La Cour saisie de ces éléments, via une question préjudicielle, va juger que de telles offres, opérant une dissociation entre les services et amenant, une fois le forfait épuisé à ce que des mesures de blocage ou de ralentissement de trafic soient appliquées à certaines applications et services disponibles :

– sont incompatibles avec le règlement 2015/2120 dès lors que ces offres groupées, ces accords et ces mesures de blocage ou de ralentissement limitent l’exercice des droits des utilisateurs finals,

– sont incompatibles avec le règlement 2015/2120 dudit article dès lors que lesdites mesures de blocage ou de ralentissement sont fondées sur des considérations commerciales.
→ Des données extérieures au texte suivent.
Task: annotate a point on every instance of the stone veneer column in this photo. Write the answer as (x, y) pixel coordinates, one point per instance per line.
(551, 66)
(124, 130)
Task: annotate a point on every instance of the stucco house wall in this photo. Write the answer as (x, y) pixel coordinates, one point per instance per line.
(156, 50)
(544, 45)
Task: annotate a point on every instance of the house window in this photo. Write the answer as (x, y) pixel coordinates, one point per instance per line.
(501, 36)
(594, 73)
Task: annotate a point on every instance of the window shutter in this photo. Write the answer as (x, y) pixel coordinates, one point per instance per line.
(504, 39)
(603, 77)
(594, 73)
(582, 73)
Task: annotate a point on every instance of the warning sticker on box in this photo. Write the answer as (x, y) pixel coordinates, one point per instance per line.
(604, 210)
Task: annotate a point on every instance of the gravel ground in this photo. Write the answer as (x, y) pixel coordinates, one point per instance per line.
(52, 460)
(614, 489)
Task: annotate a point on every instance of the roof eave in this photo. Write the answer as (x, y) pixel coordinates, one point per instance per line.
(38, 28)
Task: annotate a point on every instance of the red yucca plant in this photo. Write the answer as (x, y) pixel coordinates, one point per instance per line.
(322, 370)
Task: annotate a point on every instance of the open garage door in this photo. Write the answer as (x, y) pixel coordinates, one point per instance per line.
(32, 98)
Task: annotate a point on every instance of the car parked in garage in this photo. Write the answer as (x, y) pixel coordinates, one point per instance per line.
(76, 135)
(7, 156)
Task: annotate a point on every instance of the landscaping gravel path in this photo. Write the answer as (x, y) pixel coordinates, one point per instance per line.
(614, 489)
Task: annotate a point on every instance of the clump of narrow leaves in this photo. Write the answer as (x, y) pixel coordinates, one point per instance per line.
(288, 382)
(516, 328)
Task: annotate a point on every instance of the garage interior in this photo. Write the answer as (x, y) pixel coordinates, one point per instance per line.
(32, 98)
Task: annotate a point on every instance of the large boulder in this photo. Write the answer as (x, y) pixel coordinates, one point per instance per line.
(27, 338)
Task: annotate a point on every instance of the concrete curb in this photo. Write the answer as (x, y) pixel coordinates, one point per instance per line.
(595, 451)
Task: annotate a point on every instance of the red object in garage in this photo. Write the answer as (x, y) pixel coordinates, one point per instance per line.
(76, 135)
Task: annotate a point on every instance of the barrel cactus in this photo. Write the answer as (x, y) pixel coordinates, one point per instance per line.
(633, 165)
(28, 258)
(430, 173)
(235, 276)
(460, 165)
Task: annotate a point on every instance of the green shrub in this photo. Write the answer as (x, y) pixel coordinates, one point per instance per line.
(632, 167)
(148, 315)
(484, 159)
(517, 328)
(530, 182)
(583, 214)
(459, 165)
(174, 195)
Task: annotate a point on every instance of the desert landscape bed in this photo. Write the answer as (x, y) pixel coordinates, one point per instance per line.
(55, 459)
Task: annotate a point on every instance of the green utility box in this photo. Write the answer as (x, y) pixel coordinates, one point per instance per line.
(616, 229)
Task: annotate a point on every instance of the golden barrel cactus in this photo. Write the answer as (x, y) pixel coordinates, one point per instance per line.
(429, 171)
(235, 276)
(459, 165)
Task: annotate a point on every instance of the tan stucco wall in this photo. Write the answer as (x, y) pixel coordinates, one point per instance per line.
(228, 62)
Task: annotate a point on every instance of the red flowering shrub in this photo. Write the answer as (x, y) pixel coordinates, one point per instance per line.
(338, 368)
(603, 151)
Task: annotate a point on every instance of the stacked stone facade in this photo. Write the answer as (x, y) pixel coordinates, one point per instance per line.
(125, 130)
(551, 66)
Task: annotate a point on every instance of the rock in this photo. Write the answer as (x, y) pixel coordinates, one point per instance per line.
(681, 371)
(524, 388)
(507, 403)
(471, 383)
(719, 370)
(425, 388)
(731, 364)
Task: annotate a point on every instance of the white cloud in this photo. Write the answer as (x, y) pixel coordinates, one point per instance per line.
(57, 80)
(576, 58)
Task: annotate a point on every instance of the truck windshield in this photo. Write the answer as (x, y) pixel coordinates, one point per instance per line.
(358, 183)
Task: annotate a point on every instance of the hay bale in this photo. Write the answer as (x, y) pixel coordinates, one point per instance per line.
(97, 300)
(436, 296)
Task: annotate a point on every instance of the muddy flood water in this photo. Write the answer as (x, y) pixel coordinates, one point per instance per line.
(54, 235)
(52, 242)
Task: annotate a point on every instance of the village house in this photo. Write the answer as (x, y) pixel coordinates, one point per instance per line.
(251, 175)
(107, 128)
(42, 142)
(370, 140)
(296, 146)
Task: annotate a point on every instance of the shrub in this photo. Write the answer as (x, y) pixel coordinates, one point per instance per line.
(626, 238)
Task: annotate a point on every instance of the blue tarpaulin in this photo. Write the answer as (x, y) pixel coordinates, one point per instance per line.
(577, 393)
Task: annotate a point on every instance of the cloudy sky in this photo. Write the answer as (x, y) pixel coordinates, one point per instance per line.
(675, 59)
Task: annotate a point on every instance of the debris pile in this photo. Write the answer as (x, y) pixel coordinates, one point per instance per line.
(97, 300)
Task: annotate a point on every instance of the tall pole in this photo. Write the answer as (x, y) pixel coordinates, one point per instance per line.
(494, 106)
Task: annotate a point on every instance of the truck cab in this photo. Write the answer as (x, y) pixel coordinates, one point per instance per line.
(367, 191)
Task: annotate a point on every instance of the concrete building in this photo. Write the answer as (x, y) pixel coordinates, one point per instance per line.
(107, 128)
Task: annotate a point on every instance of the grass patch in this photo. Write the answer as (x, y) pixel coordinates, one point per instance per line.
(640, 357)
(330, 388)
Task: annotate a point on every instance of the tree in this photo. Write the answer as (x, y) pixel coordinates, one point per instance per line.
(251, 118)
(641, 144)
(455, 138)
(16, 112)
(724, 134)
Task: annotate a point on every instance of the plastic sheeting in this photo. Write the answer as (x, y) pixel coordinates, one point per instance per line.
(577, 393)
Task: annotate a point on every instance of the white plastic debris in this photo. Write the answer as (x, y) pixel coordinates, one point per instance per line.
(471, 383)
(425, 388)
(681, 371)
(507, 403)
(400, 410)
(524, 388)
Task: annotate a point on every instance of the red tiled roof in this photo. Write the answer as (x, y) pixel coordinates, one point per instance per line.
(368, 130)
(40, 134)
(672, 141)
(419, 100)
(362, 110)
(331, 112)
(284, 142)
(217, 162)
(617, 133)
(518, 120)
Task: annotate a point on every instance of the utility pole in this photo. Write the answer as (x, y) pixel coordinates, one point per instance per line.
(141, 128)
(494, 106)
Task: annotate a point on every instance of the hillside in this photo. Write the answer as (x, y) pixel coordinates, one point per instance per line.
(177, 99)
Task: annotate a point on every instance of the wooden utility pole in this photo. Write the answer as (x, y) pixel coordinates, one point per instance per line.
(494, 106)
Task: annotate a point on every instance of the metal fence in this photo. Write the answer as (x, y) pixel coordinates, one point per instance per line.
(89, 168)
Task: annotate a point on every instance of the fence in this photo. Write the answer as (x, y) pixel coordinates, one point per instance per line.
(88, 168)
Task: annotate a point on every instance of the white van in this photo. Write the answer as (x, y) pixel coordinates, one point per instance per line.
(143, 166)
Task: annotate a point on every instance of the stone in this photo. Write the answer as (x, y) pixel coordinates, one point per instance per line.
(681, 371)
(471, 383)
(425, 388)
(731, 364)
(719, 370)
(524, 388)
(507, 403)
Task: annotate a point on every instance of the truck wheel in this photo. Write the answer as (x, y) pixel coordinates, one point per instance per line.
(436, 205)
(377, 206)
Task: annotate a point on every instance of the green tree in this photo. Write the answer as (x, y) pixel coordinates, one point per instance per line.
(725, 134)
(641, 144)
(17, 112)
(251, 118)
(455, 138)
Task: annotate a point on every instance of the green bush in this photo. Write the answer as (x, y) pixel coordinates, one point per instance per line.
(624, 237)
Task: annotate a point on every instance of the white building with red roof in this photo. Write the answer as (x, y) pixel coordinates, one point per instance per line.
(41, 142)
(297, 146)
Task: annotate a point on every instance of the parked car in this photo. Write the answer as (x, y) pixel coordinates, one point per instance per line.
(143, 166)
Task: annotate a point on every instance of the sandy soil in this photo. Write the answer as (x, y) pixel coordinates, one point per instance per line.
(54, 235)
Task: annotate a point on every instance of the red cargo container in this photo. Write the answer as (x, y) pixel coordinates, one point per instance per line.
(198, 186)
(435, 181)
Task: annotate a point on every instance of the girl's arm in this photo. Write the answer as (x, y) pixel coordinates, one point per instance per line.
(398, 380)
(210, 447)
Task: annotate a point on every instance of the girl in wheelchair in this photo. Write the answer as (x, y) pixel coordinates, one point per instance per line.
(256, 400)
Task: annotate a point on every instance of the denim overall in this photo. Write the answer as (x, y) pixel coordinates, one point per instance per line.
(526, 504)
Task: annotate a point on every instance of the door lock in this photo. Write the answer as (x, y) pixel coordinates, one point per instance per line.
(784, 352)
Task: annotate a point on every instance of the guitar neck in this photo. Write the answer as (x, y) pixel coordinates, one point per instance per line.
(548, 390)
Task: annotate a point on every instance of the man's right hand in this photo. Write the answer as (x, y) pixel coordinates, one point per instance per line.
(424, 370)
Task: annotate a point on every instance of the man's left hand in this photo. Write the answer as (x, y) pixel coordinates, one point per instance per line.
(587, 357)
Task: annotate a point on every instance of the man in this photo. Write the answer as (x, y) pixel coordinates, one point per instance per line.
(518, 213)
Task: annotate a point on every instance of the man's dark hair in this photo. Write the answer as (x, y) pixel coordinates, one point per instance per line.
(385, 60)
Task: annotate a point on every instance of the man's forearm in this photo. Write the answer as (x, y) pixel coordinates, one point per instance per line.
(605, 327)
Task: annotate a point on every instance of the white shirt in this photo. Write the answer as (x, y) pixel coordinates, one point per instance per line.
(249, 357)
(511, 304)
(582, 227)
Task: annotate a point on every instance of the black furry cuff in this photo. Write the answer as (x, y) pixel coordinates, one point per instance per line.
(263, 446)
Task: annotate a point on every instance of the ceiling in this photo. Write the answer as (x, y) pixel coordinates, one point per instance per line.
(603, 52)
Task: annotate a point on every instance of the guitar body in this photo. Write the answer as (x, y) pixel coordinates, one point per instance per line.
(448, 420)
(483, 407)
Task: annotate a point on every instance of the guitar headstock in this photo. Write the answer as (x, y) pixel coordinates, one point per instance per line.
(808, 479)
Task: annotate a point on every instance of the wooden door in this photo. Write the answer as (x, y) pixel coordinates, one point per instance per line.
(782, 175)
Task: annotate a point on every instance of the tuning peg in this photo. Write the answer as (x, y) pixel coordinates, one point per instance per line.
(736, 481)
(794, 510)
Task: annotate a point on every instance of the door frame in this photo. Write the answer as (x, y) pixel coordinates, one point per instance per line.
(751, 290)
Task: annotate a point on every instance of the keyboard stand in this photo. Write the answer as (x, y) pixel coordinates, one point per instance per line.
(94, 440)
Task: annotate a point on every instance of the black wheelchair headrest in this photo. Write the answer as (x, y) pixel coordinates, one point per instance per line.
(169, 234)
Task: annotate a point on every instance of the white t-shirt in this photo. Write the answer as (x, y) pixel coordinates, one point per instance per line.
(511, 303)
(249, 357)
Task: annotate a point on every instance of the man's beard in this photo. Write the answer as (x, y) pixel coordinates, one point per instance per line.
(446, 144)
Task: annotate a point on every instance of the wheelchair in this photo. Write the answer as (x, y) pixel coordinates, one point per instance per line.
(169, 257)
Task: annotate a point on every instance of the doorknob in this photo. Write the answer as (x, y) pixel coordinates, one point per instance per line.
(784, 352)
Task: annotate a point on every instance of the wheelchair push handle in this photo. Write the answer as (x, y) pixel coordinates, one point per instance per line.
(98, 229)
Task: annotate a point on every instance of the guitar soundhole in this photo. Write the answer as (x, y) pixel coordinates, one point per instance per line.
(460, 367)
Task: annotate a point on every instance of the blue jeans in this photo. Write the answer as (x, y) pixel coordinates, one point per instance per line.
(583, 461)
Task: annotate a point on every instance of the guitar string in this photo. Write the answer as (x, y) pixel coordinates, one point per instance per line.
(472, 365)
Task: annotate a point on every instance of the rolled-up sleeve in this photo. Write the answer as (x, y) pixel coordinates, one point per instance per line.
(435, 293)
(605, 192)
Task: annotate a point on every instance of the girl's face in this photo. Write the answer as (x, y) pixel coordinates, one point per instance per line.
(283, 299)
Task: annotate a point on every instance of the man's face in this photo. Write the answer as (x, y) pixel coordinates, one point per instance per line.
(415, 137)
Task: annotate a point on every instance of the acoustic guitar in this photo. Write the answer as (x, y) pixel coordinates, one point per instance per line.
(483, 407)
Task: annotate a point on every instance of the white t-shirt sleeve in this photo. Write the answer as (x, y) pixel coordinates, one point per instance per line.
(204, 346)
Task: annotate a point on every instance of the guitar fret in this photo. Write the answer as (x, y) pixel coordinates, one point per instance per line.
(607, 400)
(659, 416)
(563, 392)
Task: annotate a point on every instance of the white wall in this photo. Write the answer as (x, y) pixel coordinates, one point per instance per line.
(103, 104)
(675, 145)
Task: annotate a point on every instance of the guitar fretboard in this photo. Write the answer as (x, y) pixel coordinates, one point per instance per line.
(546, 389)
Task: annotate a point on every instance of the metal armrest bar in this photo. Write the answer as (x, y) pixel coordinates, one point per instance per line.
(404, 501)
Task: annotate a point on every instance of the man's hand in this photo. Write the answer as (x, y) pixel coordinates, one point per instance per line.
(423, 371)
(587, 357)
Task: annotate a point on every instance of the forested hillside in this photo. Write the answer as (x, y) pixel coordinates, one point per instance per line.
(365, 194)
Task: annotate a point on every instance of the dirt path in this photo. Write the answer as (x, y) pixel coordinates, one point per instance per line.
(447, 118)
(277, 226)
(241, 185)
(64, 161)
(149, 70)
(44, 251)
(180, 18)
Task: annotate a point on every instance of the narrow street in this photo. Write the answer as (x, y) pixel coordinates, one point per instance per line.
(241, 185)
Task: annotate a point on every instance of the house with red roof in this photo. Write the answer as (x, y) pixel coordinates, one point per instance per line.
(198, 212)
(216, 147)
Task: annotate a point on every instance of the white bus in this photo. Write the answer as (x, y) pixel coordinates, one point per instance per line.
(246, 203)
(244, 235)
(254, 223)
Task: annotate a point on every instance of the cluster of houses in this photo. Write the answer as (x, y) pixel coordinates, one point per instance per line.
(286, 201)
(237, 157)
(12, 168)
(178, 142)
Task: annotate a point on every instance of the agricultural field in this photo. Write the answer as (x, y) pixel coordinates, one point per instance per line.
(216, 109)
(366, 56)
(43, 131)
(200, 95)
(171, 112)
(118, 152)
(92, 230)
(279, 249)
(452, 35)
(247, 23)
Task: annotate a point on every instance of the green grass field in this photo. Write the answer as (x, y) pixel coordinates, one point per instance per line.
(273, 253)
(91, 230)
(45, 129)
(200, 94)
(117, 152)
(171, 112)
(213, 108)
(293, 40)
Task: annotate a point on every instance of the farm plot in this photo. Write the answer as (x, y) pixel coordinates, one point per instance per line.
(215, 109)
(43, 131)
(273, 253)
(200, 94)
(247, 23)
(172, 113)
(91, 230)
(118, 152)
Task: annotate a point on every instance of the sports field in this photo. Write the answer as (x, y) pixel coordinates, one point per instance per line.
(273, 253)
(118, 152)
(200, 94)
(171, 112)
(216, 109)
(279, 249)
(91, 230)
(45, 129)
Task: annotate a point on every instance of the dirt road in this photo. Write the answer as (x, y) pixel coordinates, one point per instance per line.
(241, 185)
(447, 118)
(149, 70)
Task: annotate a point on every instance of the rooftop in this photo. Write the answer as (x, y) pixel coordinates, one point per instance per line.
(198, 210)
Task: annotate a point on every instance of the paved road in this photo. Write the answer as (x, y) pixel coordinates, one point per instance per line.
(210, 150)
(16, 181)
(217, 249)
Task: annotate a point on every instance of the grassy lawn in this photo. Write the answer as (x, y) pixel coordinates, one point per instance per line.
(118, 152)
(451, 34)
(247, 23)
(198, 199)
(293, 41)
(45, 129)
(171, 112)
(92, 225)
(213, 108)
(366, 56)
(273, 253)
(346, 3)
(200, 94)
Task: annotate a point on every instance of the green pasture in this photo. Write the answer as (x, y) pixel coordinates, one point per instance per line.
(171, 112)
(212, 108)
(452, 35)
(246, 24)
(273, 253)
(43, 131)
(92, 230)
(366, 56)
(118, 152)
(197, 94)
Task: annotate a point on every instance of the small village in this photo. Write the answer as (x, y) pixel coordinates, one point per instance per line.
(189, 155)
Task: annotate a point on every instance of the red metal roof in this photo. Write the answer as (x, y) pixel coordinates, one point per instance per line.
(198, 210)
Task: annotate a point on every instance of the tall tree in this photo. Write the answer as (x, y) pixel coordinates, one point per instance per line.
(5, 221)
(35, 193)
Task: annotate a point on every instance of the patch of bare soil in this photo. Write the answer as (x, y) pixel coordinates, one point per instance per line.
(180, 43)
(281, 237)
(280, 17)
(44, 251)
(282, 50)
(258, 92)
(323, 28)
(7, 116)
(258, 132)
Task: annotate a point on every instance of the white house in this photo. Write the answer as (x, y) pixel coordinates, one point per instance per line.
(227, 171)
La Cour consacre ci le principe de neutralité du net, rappelant que les limitations de trafic envisagées ne relevaient d’aucune des exceptions possibles.

Notons que ce principe de neutralité du net demeure seulement opposable au sein de l’UE.

Aux Etats unis, la situation diffère à ce jour. En effet, la « Federal Communications Commission » (FCC) avait remis en cause ce principe de neutralité d’internet par sa décision du 14 décembre 2017, certains Etats décidant cependant d’adopter leur propre législation pour rétablir cette neutralité. A date, un projet de loi « Save the Internet Act « pour rétablir la neutralité du net au niveau fédéral a été voté par la Chambre des Représentants, mais bloqué par le Sénat.